Joining coastal groups and elected officials, Louisiana’s governor is asking President Barack Obama to reconsider part of his budget proposal that would stop the state from getting a greater share of offshore oil and gas revenue starting in 2017.
On Friday, Gov. John Bel Edwards sent a letter to the president asking him to reconsider this effort in light of Obama’s previous calls to provide better flood protection and sustainable coastal ecosystems.
“Despite these declarations, your proposal to eliminate the revenue sharing arrangements established by the Gulf of Mexico Energy and Security Act of 2006 will deprive Louisiana’s coastal program of its only consistent source of federal funds,” Edwards wrote.
In Louisiana, Gulf of Mexico Energy and Security Act money is constitutionally bound to go to coastal restoration projects as outlined in the state’s coastal protection and restoration master plan.

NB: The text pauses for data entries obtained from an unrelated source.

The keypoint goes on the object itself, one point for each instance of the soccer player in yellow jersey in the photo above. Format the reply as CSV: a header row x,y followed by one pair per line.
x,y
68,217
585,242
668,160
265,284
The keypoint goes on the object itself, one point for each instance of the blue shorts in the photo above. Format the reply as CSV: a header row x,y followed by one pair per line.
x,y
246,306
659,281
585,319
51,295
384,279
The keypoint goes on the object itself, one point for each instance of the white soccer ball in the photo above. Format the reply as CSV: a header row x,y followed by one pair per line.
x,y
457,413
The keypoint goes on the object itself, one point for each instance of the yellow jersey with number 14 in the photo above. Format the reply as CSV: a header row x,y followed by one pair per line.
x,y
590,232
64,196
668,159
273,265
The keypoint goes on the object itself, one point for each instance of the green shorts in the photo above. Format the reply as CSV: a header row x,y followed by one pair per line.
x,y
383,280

The Gulf of Mexico Energy and Security Act provides a regular source of income that could be put toward paying for the multibillion-dollar plan the state has for coastal restoration and flood protection.
The president’s proposed budget would redirect that money from the Gulf states toward programs that would “provide broad natural resource, watershed and conservation benefits to the nation.”
Edwards’ letter outlines the economic importance of Louisiana’s coast, the amount of oil and gas that flows through the state and the estimated increase in storm damages that the state can expect if nothing is done to improve coastal restoration and protection.
So far, he wrote, there has been more than $2 billion worth of projects — including barrier island restoration, shoreline protection and oyster reefs — built in the state, with an additional $2.4 billion spent on flood protection such as levees and pump stations.
“Prudently, Louisiana is not just throwing money against the rising seas and incoming hurricanes,” Edwards wrote. “It has a science-based plan to meet these challenges.”
Edwards wrote that if the president’s goal is to make investments adapting to climate change and invest in the natural economy, “you can do no better than to maintain GOMESA and support Louisiana and its Comprehensive Master Plan for a Sustainable Coast,” Edwards wrote.